Although soldiers are not able to fight while riding quadbikes and motorcycles, they have the ability to quickly change course and prepare ambushes in locations where enemy armored vehicles are unable to pass.
“I don’t want to brag, but our National Guard unit is becoming more and more similar to SOF,” said Bužinskas. “It makes sense. They operate in small units and so do we. They work behind the enemy lines, which is also our prerogative.”

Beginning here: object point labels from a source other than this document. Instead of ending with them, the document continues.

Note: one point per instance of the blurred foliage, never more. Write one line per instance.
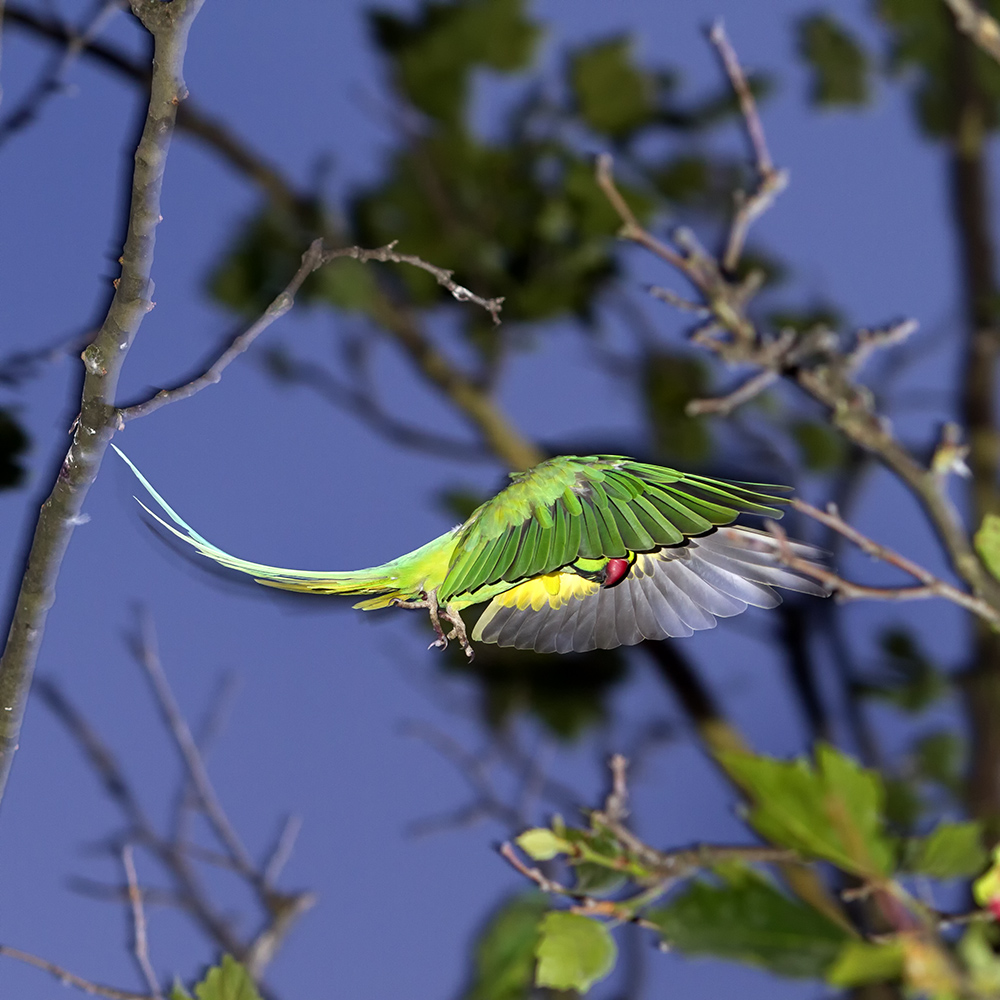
(829, 810)
(14, 444)
(987, 543)
(908, 678)
(226, 981)
(742, 916)
(821, 448)
(840, 66)
(517, 213)
(573, 951)
(669, 382)
(951, 850)
(833, 810)
(924, 40)
(612, 94)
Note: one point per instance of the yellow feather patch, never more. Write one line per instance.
(553, 589)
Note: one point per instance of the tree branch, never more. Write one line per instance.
(978, 25)
(103, 359)
(140, 940)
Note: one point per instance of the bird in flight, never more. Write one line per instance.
(573, 555)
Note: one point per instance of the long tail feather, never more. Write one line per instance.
(385, 579)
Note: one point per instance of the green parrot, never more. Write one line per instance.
(575, 554)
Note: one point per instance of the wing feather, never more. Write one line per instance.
(598, 507)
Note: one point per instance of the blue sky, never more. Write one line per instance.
(280, 477)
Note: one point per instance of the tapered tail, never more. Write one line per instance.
(672, 591)
(383, 579)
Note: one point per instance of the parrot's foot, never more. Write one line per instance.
(449, 614)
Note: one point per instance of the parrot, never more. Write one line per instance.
(576, 554)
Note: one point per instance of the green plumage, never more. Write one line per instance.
(613, 504)
(544, 545)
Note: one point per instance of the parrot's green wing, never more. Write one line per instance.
(404, 578)
(599, 507)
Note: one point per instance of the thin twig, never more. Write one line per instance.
(283, 847)
(471, 396)
(822, 372)
(116, 784)
(441, 275)
(930, 585)
(724, 405)
(770, 180)
(69, 978)
(869, 341)
(631, 228)
(146, 653)
(313, 259)
(140, 940)
(53, 80)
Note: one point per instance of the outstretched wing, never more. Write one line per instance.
(601, 507)
(668, 592)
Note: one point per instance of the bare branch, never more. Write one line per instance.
(470, 396)
(53, 80)
(820, 369)
(770, 181)
(724, 405)
(69, 978)
(869, 341)
(140, 940)
(148, 657)
(631, 228)
(441, 275)
(930, 585)
(311, 260)
(283, 847)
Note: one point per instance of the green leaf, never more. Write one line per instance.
(542, 844)
(938, 757)
(503, 964)
(977, 950)
(832, 811)
(750, 921)
(612, 94)
(671, 381)
(951, 850)
(986, 888)
(227, 981)
(573, 952)
(987, 543)
(839, 64)
(860, 963)
(903, 804)
(924, 39)
(435, 52)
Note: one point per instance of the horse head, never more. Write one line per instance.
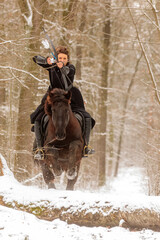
(57, 106)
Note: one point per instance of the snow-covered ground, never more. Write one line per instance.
(18, 225)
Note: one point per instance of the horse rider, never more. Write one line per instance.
(61, 75)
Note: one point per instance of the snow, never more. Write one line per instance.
(19, 225)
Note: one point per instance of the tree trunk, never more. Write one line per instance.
(104, 97)
(91, 210)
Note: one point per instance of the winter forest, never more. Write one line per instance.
(115, 47)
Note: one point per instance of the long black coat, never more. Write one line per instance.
(56, 81)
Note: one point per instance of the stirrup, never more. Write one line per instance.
(88, 151)
(39, 154)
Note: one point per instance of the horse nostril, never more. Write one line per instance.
(60, 136)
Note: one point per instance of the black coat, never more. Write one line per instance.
(56, 81)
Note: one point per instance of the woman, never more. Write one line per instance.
(61, 75)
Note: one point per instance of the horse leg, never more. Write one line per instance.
(48, 176)
(74, 156)
(71, 183)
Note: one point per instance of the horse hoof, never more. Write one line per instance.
(71, 174)
(58, 172)
(51, 185)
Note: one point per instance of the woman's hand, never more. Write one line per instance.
(60, 64)
(49, 61)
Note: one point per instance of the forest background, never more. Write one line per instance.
(115, 48)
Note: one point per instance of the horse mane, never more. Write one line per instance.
(56, 95)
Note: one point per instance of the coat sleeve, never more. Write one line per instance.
(71, 73)
(42, 61)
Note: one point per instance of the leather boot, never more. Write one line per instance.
(39, 154)
(88, 127)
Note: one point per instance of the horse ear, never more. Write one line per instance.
(68, 95)
(47, 106)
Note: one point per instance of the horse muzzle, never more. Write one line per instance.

Lithuanian National Guard Private First Class Adomas Bužinskas trains on a quadbike. The training is part of a National Guard initiative to make the small units even more mobile. (Photo courtesy of Adomas Bužinskas)
After completing a variety of courses, starting with heavy weaponry and ending with explosives, Bužinskas is currently well suited for unconventional warfare. The Lithuanian military has, since the country’s independence, been training for partisan, underground resistance against overwhelming numbers because in the event of war, Lithuania would likely be challenged by bigger and stronger countries.
Lithuania’s NATO membership serves as the main guarantor that in the event of conflict Lithuania will not stand alone. The Lithuanian National Guard has participated in international NATO exercises. Bužinskas values the importance of allies. Training together with NATO troops from different member states has been the most demanding and rewarding experience, he said.
Lithuanian National Guard Private First Class Adomas Bužinskas' unit takes part in an exercise. (Photo courtesy of Adomas Bužinskas)
I asked Bužinskas what his typical day in the “office” looks like.
“I am not sure there is such thing as ‘typical’ in our service,” he replied. “As we are not the regular army, we work twice as hard to be as effective during the exercise.”
“I had a feeling you would say that, but doesn’t it get to you sometimes?” I pressed.
“Some days I start at the shooting range, then we train how to move quickly through the forest with bikes and go for a jog together with the guys. What is there not to love?” he responded half-jokingly.